Keluarga Nabi Ibrahim memberikan teladan dalam pengurbanan. Tak ada cinta tanpa pengurbanan. Makin besar cintanya, makin besar pula pengurbanannya.
Pengurbanan Mertua dan Menantu
Pada Hari Raya kurban ini, hendaklah mertua dan menantu memberikan kurban terbaik. Sebuah kurban untuk membangun hubungan penuh kedamaian dan keharmonisan. Mengurbankan ego dan harga diri, yang membuat konflik sering terjadi.
Sebuah survei di Indonesia belum lama ini menunjukkan mayoritas istri mengaku sempat kesulitan menjalin hubungan baik dengan mertua. Ketidakcocokan sifat menjadi alasan utama munculnya konflik menantu dan mertua.
Survei tersebut diinisiasi oleh Teman Bumil dan Populix, melibatkan 995 responden di seluruh Indonesia. Responden adalah perempuan yang berstatus sebagai istri atau ibu. Ditemukan hasil, sebanyak 32 % responden mengaku ketidakcocokan sifat dan perilaku kerap memunculkan konflik dengan mertua.
Selain itu, ditemukan beberapa penyebab konflik yang lainnya. Responden menyatakan beberpa penyulut ketidakharmonisan dengan mertua, antara lain intervensi mertua dalam urusan rumah tangga (17 %), intervensi mertua dalam mengurus anak (14 %), kritik mertua dalam proses kehamilan (7 %), serta berbagai penyebab lainnya (3 %).
Penyebab terbesar adalah ketidakcocokan sifat dan perilaku.

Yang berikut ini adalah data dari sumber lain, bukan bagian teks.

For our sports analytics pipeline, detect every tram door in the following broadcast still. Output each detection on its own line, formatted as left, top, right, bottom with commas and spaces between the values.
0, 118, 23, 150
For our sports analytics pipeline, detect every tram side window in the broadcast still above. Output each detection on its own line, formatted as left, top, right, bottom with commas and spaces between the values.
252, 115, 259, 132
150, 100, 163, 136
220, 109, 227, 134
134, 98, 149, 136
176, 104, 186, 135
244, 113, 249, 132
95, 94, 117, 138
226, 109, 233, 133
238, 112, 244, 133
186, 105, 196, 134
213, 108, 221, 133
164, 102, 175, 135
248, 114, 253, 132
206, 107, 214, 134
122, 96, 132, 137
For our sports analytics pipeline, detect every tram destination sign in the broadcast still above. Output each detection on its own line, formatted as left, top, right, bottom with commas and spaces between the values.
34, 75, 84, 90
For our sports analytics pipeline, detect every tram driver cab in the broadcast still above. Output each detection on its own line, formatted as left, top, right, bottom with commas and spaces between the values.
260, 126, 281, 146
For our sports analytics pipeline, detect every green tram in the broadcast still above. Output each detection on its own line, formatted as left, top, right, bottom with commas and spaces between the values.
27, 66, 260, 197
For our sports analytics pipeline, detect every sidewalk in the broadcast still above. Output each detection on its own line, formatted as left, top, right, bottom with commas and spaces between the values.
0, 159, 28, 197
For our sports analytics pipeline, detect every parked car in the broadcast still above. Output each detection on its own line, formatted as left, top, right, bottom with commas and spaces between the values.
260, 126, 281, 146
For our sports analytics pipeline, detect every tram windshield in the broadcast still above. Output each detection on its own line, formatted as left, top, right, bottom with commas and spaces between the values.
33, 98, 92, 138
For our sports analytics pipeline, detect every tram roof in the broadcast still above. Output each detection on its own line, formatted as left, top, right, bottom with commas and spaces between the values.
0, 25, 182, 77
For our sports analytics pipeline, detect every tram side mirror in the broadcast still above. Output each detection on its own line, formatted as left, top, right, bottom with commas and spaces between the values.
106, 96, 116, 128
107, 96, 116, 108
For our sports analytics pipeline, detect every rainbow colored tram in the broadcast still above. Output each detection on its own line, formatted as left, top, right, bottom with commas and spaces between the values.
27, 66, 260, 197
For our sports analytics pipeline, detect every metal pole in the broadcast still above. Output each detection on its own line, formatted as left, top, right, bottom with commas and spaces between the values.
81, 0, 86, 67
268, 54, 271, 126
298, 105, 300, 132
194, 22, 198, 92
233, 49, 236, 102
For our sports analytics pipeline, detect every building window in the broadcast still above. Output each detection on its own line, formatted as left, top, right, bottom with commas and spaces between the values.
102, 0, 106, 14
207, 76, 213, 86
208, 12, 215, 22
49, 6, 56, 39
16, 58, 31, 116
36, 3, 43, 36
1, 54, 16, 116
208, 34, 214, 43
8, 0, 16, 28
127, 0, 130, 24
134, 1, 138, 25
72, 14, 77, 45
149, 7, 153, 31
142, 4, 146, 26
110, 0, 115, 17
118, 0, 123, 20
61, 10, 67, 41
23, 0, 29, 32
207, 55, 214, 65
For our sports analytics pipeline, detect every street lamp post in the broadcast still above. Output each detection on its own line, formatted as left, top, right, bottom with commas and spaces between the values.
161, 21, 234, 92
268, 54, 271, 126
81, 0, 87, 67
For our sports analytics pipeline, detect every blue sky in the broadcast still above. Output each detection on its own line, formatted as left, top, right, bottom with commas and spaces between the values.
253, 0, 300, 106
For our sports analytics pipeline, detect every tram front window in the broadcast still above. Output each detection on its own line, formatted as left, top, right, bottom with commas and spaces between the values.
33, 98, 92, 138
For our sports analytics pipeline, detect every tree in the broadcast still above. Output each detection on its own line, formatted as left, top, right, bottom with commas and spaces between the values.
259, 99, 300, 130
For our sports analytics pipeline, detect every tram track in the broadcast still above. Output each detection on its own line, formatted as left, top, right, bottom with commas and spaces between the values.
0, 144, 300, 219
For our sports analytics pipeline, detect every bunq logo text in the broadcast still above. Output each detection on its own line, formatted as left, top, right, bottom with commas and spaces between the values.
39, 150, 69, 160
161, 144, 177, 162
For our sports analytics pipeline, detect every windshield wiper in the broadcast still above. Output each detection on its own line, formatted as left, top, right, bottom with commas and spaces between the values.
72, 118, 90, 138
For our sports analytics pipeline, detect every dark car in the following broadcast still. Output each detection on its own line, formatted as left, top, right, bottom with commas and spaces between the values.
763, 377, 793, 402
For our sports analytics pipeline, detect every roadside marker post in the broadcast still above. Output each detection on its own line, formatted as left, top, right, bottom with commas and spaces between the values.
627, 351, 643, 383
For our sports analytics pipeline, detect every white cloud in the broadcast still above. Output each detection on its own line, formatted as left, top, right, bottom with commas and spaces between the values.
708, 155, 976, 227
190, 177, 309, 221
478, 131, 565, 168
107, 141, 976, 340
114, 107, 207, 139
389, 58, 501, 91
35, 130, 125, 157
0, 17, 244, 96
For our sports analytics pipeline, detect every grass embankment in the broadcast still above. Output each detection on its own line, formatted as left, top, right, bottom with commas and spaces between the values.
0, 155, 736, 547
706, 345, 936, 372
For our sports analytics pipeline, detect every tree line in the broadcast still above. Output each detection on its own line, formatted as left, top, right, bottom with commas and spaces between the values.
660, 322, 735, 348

Menantu perempuan kerap mendapatkan sifat-sifat ibu mertua yang tidak menyenangkan. Bukan saja soal beda usia atau beda generasi, namun juga perbedaan kebiasaan dan kultur kehidupan, perbedaan pendidikan dan pergaulan.
Jika dicermati, ketidakcocokan sifat dan perilaku, pada dasarnya adalah hal lumrah saja dalam hubungan antar manusia. Tidak perlu menjadi bahan konflik dan pertengkaran di antara mereka. Setiap manusia itu unik, berbeda dengan yang lainnya. Pasti akan dijumpai ketidakcocokan.
Misalnya antara suami dengan istri, mereka adalah dua pribadi yang pasti memiliki sisi ketidakcocokan. Maka tugas dalam pernikahan adalah mengelola ketidakcocokan tersebut. Mengubah konflik menjadi cinta dalam rumah tangga. Inilah dinamika cinta, selalu ada sisi ketegangannya.
Demikian pula antara orangtua dengan anak, pasti ada sisi ketidakcocokan di antara mereka. Tidak mungkin akan bisa cocok 100 % dalam semua hal. Jika hubungan di antara orang-orang yang sangat dekat --dalam sebuah keluarga inti---saja, memiliki sisi ketidakcocokan, bagaimana dengan orang-orang yang datang belakangan?
Menantu dan mertua itu "datang belakangan". Yang ada sebelumnya adalah ayah, ibu dan anak, dalam sebuah keluarga inti. Setelah anak menikah, datanglah menantu di keluarga itu. Sedangkan ayah dan ibu berubah menjadi mertua. Ini adalah status yang datang belakangan.